Lesson 5

1. Consider the inequality \(\text-1 \leq \frac{x}{2}\).
   1. Predict which values of \(x\) will make the inequality true.
   2. Complete the table to check your prediction.

      \(x\)	-4	-3	-2	-1	0	1	2	3	4
      \(\frac{x}{2}\)

2. Consider the inequality \(1 \leq \frac {\text{-}x}{2}\).
   1. Predict which values of \(x\) will make it true.
   2. Complete the table to check your prediction.

      \(x\)	-4	-3	-2	-1	0	1	2	3	4
      \(\text-\frac{x}{2}\)

Diego is solving the inequality \(100-3x \ge \text-50\). He solves the equation \(100-3x = \text-50\) and gets \(x=50\).

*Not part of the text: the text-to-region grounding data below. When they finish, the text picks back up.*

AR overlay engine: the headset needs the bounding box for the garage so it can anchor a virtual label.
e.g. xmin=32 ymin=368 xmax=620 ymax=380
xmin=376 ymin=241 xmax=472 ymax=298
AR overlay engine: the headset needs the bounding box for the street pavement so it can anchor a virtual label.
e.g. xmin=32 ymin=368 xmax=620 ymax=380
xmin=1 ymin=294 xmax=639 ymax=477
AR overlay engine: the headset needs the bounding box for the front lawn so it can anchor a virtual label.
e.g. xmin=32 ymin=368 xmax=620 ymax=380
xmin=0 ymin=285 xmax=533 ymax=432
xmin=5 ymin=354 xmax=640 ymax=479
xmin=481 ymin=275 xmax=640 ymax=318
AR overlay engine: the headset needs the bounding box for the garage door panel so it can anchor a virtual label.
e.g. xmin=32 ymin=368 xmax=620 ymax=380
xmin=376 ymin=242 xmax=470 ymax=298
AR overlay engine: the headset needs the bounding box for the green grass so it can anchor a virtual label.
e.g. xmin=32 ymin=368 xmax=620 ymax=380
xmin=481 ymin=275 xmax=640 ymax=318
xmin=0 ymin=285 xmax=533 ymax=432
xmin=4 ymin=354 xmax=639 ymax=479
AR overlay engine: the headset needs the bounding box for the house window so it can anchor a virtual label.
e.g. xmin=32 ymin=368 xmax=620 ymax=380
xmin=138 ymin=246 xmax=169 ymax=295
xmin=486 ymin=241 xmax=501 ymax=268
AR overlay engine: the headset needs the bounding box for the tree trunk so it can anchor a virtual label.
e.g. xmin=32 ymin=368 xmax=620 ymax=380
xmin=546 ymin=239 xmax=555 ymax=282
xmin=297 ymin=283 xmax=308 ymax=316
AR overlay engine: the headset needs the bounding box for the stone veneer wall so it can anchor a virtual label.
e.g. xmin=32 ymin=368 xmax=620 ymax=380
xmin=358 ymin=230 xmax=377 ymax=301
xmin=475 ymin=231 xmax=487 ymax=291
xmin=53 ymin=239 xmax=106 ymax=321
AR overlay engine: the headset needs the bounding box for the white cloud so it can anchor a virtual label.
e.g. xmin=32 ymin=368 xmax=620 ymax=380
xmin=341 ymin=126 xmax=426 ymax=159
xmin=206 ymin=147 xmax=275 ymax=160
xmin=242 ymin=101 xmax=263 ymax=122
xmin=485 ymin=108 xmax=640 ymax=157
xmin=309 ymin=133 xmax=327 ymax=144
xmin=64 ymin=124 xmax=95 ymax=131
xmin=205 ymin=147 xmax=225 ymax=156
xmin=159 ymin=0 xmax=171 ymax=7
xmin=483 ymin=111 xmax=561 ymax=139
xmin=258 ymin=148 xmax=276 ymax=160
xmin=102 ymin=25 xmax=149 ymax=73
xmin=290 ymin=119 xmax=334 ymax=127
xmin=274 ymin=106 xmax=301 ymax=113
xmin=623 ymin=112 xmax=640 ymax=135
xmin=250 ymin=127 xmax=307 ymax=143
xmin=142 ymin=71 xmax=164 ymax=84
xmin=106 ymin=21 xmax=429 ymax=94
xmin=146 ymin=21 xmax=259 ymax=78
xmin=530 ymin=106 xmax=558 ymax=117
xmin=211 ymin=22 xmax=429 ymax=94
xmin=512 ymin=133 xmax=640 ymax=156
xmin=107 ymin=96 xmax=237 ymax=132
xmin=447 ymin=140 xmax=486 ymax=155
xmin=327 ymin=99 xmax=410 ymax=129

What is the solution to the inequality?

\(x < 50\)

\(x \le 50\)

\(x > 50\)

\(x \ge 50\)

Solve the inequality \(\text-5(x-1)>\text-40\), and graph the solution on a number line.

Select all values of \(x\) that make the inequality \(\text-x+6\ge10\) true.

-3.9

4

-4.01

-4

4.01

3.9

0

-7

Draw the solution set for each of the following inequalities.

1. \(x>7\)

   

   

2. \(x\geq\text-4.2\)